Granieri ist Mitglied des Nationalkomitees von Coldiretti und Präsident des Regionalkomitees von Latium. Die Versammlung hat zudem den Vorstand von Unaprol komplett neu besetzt und neue Mitglieder ernannt, die bis 2017 im Amt bleiben werden. Zu ihnen gehören der Leiter des Verkostungsgremiums von Unaprol, Giulio Scatolini, und der Vorsitzende von Aifo (dem Verband der Olivenmühlen), Piero Gonnelli.
Der Vorstand von Unaprol vertritt 71 lokale Verbände in Italien. Es handelt sich um das größte Netzwerk in Europa, das durch über 7.000 überwachte Betriebe und 640 zertifizierte Produktionsketten eine riesige Datenbank mit Informationen über Olivenöl und Olivenanbau bereitstellt. Dazu gehören auch eine Reihe weiterer Verbände, die gemeinsame Grundsätze und Ziele verfolgen, darunter: das Konsortium Elaion, I.O.O.% Alta Qualità Italiana (das Rückverfolgbarkeitslabel für italienisches Olivenöl), die italienische Ölkette FOI, Pandolea (der italienische Verband der Produzentinnen), Uliveti del Lazio (der regionale Produzentenverband), AIFO und Federdop, dem alle Erzeugerverbände von nativem Olivenöl extra mit geschützter Ursprungsbezeichnung (g.U.) angehören. Der Vorstand wird in Kürze erneut zusammentreten, um den Vorstand zu wählen.
In seiner Dankesrede bedankte sich der neu gewählte Vorsitzende bei dem scheidenden Gargano für dessen Engagement bei der Leitung von Unaprol im Laufe der Jahre. „Unser Ziel“, sagte er, „ist es, die Herkunft der Produkte mit dem Label ‚Made in Italy‘ zu schützen.

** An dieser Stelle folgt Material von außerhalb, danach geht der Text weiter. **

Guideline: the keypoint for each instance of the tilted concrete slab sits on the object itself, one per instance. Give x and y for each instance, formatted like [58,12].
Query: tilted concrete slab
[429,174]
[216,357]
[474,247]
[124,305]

Unser Land kann auf dem Weltmarkt nur dann erfolgreich sein, wenn es die Produkte seiner tausend Landschaften und Gebiete fördert.“
Granieri wies zudem auf die Notwendigkeit hin, in die Biodiversität zu investieren, den wahren Wettbewerbsvorteil der italienischen Produkte. „Die Expo 2015“, fügte er hinzu, „stellt eine gute Gelegenheit für die einzelnen landwirtschaftlichen Betriebe und Unternehmen sowie für die gesamte Branche dar. Wir müssen diese Chance nutzen, indem wir die Agrarpolitik der EU und die Förderprogramme zu unserem Vorteil einsetzen.“
Anlässlich der Ernennung Granieris veröffentlichte Unaprol zudem Daten, die vom Wirtschaftsobservatorium des Verbandes erhoben und aufbereitet wurden. Die Ergebnisse zeigen, dass sich die weltweite Olivenölproduktion (etwa 3 Millionen Tonnen) hauptsächlich auf die Europäische Gemeinschaft konzentriert, die 2013/2014 etwa 2,3 Millionen Tonnen verzeichnete, was einem Anstieg von 58 Prozent gegenüber der vorangegangenen Ernte entspricht. Davon entfallen fast 20 Prozent auf Italien, das über rund 1.123.330 Hektar Olivenanbaufläche und fast 900.000 landwirtschaftliche Betriebe verfügt.